The poem in the format readers usually see it today is a dirge, or a lament for the dead. Its tone is much more somber than early iterations, and the themes more universal, although it speaks of an individual. It has four stanzas of four lines each with lines in varying numbers of syllables but containing about four beats each. Auden plays with the form a bit in the poem, and critics debate whether or not this was a manifestation of his tendency to do just that—whether he was simply playing around or intended a larger point.

As with many of his poems, there is a mingling of the high and the low. This is in the style of a classical elegy, though it features informal language and objects of everyday life such as a telephone. This mingling, writes one scholar, “is a powerful modernist move, one which suggests that only by embracing the modern world can art come to terms with the complexities of human experience.”

The poem appears from the perspective of a man (seemingly the poet himself) deeply mourning the loss of a lover who has died. He begins by calling for silence from the everyday objects of life—the telephone and the clocks—and the pianos, drums, and animals nearby. He doesn’t just want quiet, however; he wants his loss writ large. He wants the life of his lover—seemingly a normal, average man—to be proclaimed to the world as noble and valuable. He wants airplanes to write the message “He Is Dead” in the sky, crepe bows around doves, and traffic policemen wearing black gloves. What seems unbearable to him is the thought that this man’s passing from life to death will be unmarked by anyone other than the poet.

In the third stanza the poet reminisces about how much the man who died meant to him. It is a beautifully evocative section that illustrates the bond between the two; note the theme of completeness in the language, which covers all four primary compass directions and all seven days of the week. Similarly, “noon” and “midnight” together cover, by synecdoche (parts standing for the whole), all hours of the day. The stanza, at the same time, reveals the tragedy of human life, which is that everyone must die and that almost everyone will experience being severed from a loved one; love does not, after all, last forever in this world.

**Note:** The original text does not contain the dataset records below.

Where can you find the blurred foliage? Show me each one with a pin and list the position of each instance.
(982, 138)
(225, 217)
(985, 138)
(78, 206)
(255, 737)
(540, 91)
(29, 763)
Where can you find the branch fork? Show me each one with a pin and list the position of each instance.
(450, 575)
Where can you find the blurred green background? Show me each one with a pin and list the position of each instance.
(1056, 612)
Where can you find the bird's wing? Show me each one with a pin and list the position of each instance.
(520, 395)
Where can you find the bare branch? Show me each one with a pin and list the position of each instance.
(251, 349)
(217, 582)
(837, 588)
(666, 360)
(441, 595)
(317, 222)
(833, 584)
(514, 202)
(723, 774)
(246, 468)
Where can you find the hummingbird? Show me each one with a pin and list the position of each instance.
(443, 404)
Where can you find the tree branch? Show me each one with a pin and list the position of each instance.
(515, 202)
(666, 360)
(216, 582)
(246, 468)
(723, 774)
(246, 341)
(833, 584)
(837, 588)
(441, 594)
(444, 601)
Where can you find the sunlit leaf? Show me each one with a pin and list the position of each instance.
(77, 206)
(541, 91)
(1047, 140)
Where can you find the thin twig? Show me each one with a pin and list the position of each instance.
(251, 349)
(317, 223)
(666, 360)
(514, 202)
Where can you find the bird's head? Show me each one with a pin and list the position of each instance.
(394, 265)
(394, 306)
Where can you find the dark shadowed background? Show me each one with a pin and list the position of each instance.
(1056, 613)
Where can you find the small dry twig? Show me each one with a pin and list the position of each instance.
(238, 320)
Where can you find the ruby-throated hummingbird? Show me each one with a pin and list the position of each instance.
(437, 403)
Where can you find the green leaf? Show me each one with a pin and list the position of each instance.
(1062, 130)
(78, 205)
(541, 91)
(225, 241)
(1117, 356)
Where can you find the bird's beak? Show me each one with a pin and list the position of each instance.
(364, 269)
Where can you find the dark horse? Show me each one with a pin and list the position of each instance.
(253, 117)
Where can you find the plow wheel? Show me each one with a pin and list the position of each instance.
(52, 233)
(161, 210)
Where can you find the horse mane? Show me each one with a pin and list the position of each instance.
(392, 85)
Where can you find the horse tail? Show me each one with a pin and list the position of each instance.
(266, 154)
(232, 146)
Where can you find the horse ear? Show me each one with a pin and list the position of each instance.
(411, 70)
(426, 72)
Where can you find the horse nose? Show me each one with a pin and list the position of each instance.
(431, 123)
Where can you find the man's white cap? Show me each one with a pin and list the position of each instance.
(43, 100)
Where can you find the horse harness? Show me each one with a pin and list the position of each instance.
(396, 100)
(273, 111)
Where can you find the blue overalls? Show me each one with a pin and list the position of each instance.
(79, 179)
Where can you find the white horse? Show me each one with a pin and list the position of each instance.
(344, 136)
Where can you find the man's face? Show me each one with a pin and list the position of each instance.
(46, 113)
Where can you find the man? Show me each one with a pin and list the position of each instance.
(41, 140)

In the fourth stanza the poet’s anguish rings out even more fervently. Here he demands that Nature heed his grief, calling her to extinguish the stars and the moon and the sun and get rid of the ocean. He wants the world to reflect the emptiness within him. Human memorials to the dead will not be sufficient. There is no hope at the end of the poem; the reader is left with the very real and very bitter sense of the man’s grief, since no end can be achieved without the poet’s lover.